At the same time, he told me he's soon to run out of money, his CTO hasn't been paid for a couple of months and he's already financing some things with a loan. I've heard at least twenty variations of this situation and have been often asked what to do.
I'll usually very quickly go through options with whomever I have on the line or in front of me. Typical questions will include:
1. Do you have any other options as to financing (VC's, Angels, FFF's, loans)?
2. How much burn do you have left?
3. Are any of your customers willing to pay you up front for product or services delivered at a later date?
4. Can your employees go any longer without salary?
5. Is it possible to cut other costs quickly (rent, expenses, whatever)?
Since people are usually always at the point where they've hashed out all options, the answer to the questions above is usually "no". This then always leads to my very clear answer, which hardly ever is different. So how do you decide what to do? It's not easy but it's simple.

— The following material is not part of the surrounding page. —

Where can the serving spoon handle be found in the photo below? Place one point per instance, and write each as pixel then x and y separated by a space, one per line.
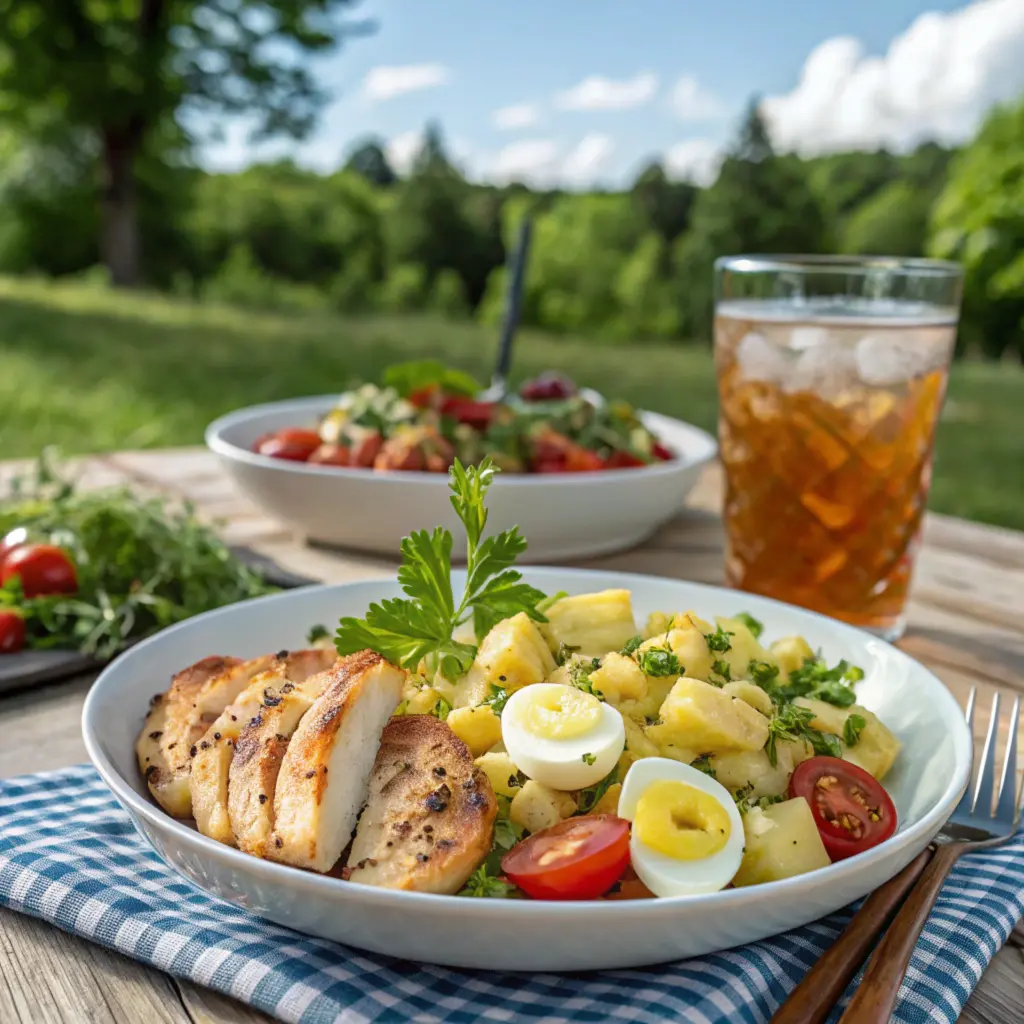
pixel 815 997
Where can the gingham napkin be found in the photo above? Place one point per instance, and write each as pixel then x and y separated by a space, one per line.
pixel 70 855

Are you passionate about your product? Do you believe in yourself and your product above all else? Are you willing to do whatever it takes to succeed? If yes, tell the VC to go pound dirt and pursue options. There are always options and if you aren't willing to give up, they will eventually appear.

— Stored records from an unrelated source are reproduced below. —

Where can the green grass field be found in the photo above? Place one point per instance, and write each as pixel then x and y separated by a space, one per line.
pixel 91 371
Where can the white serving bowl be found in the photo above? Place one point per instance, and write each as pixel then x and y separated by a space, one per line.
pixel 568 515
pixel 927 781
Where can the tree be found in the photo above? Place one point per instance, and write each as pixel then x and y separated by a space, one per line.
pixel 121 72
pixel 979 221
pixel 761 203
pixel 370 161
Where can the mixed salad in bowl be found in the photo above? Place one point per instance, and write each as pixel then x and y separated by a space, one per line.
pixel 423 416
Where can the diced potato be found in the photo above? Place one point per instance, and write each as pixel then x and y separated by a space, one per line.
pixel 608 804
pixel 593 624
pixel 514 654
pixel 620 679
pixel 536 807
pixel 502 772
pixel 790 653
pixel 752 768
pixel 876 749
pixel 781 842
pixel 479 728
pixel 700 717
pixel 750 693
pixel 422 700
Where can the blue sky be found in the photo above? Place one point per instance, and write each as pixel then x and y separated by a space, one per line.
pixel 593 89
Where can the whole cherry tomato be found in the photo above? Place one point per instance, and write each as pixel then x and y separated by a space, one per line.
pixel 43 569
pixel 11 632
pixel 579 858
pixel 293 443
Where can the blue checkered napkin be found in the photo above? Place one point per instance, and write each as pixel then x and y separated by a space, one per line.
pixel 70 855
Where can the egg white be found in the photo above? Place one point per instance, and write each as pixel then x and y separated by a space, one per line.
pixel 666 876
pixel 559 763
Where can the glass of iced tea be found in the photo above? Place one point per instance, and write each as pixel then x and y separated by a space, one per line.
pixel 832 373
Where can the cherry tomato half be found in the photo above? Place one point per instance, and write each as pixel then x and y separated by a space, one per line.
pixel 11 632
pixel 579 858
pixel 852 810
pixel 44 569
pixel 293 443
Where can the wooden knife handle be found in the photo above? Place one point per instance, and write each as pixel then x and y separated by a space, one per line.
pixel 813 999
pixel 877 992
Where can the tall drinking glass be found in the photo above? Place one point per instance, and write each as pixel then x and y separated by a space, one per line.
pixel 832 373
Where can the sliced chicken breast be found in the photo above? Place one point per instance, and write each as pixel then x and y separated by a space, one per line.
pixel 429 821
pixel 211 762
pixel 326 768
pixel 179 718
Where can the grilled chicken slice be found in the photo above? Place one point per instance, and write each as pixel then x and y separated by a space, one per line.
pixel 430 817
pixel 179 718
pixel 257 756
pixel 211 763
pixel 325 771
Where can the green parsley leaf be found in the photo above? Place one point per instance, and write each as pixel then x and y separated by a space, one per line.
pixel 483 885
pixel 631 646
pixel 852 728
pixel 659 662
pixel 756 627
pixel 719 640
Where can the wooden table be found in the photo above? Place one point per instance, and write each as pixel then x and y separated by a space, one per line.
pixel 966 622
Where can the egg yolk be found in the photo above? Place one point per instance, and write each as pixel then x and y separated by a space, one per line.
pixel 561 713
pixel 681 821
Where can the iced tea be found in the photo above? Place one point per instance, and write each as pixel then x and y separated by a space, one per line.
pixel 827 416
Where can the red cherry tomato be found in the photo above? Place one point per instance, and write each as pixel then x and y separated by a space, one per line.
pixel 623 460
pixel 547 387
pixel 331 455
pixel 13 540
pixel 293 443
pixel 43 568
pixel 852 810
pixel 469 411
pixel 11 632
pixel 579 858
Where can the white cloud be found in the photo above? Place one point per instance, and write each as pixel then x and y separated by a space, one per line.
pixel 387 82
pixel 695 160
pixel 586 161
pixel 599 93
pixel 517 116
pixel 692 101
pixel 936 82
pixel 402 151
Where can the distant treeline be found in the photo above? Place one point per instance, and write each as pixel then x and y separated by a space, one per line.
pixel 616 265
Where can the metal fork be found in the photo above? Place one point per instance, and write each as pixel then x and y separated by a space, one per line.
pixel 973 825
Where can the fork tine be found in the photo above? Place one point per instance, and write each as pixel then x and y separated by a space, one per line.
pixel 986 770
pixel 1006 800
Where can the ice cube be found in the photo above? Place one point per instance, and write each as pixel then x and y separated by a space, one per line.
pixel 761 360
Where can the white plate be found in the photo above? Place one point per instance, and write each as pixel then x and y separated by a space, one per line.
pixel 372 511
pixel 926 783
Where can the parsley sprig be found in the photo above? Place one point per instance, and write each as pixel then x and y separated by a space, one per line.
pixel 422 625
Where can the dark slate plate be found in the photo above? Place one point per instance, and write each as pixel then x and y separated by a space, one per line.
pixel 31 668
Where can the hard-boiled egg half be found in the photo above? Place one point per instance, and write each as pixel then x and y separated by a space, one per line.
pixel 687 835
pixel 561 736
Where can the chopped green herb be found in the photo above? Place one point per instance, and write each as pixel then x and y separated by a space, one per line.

At the same time, maybe you're a gambling man or woman. Do you want to "give it a go"? Are you also wondering whether the product will be successful? Do you have your doubts and aren't really sure how bad you want it? You get my point! If all your other options haven't panned out and you yourself aren't dead-sure you want to fight it out, sign the termsheet. As long as you don't put yourself in a situation where you are giving up more than the chance to fight another day, it's better to risk poor terms than to just give up. If you're successful, you'll have a bit more leverage even with bad terms.
Yes, there are times to simply give up and there are a ton of posts about that. This post is focusing on crap terms from an investor. If you want to keep at it and are simply torn between taking a deal or not, use my above criteria. Never forget that as an entrepreneur and founder, you usually aren't easily replaced if succesful. If you are responsible for the performance of your business, you'll most likely have more leverage at a later date than you have today so go ahead and take the deal.